In order to assess the prospects for and appropriate design of remedial works to protect the embankments at Fort Anne National Historic Site from continuing erosion, a research programme to examine hydrodynamic and sedimentological processes in neighbouring portions of the Annapolis Basin and Estuary was conducted from 12 to 18 June 1994. The project was a cooperative exercise involving three research groups: the Acadia Centre for Estuarine Research, the Atlantic Geoscience Centre (Bedford Institute of Oceanography), and the Institute for Marine Dynamics (National Research Council of Canada, Ottawa). The combined intellectual and material resources of these three groups was essential to the success of the project. Each group also provided 'in-kind' resources in order to enable the project to be completed.

Recording current meters were deployed at three locations in the central axis of the estuary, and at three other locations on the Fort Anne foreshore, to provide data for construction and calibration of a hydrodynamic model. These data were forwarded to the Institute for Marine Dynamics for modelling purposes.

Geotechnical investigations were conducted by the Atlantic Geoscience Centre. Four soil cores were obtained using a portable gravity percussion sampler. Observations during coring indicated that the embankment of the southwest ravelin consists of marine clays with interbedded saltmarsh roots. A small landslip occurred on the seaward face of this slope in March 1994. The laminations exposed by the slip indicate that the embankment is a natural deposit, representing a local topographic high. Vertical standpipes have been installed at the four coring sites along the slope to assist with detection of further movements, and with identification of any internal slip surface.
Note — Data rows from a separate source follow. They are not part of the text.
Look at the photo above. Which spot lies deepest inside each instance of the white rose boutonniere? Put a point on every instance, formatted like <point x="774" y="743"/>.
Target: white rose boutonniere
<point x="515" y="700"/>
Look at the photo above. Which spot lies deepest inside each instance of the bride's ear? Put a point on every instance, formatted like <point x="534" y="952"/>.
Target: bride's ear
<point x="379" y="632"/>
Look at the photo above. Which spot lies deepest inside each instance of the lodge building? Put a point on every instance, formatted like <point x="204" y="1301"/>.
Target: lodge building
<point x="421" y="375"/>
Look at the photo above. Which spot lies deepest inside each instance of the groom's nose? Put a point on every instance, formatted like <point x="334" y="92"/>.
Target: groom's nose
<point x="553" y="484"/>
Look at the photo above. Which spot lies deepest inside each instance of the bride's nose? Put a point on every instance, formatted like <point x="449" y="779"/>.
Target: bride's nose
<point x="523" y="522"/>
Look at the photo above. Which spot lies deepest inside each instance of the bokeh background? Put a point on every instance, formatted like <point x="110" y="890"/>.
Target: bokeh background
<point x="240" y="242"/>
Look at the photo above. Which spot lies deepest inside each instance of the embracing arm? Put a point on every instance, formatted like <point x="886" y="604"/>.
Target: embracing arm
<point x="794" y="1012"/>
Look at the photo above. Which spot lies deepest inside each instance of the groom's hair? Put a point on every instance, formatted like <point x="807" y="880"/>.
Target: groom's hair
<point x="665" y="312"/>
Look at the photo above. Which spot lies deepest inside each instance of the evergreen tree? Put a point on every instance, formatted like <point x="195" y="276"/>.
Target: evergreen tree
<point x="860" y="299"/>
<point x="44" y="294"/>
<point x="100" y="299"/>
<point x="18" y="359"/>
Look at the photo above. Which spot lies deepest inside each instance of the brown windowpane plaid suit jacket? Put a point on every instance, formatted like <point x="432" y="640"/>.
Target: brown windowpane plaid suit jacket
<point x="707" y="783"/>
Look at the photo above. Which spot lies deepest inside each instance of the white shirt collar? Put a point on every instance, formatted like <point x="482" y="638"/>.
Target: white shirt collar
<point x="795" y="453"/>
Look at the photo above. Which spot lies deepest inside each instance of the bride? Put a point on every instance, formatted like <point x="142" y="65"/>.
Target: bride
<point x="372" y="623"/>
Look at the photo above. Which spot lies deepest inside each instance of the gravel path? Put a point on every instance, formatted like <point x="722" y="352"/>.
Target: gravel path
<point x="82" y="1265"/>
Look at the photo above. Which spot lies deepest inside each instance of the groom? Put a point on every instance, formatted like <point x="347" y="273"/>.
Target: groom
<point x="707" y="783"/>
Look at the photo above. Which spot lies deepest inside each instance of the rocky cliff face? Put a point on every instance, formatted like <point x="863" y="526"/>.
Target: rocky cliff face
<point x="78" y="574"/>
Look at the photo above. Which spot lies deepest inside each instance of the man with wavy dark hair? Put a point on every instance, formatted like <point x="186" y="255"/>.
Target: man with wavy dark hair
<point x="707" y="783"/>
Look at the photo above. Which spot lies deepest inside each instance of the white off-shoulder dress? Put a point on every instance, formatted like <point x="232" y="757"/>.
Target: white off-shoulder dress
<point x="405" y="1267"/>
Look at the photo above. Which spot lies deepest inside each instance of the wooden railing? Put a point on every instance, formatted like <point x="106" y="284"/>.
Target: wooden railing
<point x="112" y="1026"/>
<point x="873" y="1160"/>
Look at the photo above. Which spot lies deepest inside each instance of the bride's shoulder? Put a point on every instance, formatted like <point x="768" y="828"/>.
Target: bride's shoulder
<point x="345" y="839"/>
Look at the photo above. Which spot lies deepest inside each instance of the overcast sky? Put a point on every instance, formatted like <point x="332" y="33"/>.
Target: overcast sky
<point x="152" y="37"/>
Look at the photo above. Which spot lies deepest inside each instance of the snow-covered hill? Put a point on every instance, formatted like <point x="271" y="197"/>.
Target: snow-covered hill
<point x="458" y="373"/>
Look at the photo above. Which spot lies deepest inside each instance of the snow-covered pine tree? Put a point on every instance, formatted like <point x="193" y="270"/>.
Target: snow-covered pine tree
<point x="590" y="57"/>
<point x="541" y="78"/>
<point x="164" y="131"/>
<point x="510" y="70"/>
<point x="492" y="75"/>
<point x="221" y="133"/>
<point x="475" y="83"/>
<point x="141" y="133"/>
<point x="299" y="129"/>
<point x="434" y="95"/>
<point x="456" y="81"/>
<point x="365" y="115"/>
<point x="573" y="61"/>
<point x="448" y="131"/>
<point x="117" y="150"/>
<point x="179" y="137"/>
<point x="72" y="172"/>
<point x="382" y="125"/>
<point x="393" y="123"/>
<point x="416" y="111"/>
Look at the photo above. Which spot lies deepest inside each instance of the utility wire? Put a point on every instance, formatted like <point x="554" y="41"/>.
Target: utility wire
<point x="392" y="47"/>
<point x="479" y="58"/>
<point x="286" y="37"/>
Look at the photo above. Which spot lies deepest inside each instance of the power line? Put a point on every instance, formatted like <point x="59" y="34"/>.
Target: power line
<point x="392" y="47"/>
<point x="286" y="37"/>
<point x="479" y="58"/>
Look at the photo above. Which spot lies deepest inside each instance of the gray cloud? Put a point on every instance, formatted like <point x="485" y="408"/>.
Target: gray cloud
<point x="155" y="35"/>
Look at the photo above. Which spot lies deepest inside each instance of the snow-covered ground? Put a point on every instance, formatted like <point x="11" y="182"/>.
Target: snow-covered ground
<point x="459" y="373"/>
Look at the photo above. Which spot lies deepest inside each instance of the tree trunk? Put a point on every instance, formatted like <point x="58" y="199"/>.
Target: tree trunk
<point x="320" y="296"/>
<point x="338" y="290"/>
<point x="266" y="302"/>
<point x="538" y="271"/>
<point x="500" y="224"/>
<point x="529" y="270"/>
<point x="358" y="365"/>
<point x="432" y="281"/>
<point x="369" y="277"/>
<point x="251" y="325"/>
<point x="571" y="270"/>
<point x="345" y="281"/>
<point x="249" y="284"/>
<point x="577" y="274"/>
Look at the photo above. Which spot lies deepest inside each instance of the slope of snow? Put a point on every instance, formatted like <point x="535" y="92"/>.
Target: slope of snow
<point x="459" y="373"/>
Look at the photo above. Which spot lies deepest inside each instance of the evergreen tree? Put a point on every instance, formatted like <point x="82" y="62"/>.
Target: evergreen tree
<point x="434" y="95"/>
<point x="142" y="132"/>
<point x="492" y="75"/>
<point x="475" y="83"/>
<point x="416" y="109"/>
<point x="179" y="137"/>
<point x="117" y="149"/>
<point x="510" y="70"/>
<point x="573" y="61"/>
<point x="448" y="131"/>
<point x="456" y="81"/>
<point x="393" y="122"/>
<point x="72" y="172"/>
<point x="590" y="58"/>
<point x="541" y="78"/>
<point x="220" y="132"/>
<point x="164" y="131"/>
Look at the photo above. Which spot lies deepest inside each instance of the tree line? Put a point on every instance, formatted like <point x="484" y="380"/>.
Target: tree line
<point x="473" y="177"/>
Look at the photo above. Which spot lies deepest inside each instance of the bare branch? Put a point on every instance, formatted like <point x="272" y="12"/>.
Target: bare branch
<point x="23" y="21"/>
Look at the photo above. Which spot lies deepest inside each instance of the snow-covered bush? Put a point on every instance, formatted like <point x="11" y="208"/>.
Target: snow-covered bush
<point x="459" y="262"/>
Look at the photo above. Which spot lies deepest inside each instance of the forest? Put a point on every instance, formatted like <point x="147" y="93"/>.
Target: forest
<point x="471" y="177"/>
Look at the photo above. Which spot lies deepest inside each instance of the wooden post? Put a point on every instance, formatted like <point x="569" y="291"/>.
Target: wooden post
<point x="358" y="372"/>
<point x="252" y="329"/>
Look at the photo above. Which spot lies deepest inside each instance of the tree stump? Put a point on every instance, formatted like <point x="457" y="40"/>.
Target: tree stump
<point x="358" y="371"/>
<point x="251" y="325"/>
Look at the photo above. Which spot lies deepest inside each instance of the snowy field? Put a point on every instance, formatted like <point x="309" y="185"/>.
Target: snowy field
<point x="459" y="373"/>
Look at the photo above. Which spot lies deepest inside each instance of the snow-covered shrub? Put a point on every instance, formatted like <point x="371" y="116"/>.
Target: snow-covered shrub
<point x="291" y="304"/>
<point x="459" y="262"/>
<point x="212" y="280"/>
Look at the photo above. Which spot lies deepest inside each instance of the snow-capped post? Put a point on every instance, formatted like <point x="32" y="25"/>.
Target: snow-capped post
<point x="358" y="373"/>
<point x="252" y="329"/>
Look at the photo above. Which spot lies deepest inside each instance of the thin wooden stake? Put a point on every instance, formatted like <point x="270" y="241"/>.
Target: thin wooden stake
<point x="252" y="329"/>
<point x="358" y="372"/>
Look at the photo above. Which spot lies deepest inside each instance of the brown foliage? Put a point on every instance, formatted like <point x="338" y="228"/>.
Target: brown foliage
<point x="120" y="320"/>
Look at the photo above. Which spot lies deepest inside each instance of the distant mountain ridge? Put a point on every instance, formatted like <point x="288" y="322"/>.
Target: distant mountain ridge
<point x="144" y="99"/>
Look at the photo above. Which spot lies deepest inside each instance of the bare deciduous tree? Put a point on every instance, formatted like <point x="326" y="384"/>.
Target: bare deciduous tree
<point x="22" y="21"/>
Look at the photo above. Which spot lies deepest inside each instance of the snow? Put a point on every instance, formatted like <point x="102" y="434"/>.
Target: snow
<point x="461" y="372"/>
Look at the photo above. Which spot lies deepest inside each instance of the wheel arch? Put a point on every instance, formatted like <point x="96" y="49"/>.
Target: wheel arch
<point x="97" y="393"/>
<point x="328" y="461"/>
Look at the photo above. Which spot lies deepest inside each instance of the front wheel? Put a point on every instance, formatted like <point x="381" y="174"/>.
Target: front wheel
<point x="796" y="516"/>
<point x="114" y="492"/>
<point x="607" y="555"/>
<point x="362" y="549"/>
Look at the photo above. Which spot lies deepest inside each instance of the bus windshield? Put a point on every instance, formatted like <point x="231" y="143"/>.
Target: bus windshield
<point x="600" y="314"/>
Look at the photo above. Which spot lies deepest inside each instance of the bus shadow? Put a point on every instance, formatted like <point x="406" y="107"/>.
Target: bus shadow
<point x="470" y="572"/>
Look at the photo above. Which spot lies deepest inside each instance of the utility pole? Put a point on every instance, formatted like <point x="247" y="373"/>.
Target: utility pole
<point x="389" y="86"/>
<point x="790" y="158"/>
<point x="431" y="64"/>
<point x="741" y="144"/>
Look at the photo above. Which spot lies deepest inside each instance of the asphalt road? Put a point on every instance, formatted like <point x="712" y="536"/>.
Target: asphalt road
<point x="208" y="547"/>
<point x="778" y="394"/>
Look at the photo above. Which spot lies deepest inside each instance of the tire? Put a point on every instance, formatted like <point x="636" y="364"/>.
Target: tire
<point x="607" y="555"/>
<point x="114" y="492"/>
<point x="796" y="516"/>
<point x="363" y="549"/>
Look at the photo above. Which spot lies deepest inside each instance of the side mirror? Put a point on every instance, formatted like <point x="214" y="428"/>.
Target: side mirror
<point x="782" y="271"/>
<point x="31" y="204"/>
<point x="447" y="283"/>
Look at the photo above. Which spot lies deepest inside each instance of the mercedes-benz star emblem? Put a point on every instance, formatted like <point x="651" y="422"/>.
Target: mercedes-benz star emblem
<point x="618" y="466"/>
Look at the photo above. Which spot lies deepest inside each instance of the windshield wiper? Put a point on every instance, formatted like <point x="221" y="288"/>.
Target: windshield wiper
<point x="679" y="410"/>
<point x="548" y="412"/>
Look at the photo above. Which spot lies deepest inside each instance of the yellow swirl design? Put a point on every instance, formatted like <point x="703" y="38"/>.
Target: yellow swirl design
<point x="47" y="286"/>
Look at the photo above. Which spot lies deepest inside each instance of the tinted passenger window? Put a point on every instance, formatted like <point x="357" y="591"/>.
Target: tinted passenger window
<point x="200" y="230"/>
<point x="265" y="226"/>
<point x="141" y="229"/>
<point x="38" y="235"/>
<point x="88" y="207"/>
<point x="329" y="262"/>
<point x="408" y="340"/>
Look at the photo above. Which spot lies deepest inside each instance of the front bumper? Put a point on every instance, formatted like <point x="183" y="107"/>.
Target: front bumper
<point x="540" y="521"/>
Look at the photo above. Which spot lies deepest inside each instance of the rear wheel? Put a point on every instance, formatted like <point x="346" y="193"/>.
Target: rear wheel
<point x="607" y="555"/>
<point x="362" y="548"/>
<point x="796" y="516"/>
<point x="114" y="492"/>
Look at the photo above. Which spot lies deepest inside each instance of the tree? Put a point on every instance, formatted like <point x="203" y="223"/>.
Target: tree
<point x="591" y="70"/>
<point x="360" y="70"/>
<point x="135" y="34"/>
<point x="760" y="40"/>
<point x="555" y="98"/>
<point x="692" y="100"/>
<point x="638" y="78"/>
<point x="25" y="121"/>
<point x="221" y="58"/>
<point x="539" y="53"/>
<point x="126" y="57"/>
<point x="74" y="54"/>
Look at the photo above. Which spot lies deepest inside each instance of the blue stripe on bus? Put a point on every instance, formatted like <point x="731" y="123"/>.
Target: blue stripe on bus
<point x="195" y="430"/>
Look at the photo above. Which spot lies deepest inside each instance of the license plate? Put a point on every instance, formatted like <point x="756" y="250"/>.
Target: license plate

These piezometer pipes are suitable for the monitoring of groundwater levels in the embankment.

Granulometric tests of cores indicate that the 'red mud' that overlies the glacial till is a silty clay (56% silt, 44% clay) of post-glacial origin. Shear tests confirm previous observations that it is overconsolidated, and has a plasticity index of 29% (liquid limit 55%; plastic limit 26%). Undrained shear strength of undisturbed core subsamples ranged from 180 to 690 kPa.

As a result of observations made during the early field study, plans to reinstate the rockfill berm at the toe of the slope were advanced, and the work was completed by Parks personnel during the summer. Calculations of slope stability indicate that without the rock fill that had eroded away, the slope was unstable; emplacement of approximately 1000 tonnes of rock has reestablished stability for the near future, however, further remediation is required. It is also recommended that water levels in the standpipes be monitored regularly for assessment of the groundwater table.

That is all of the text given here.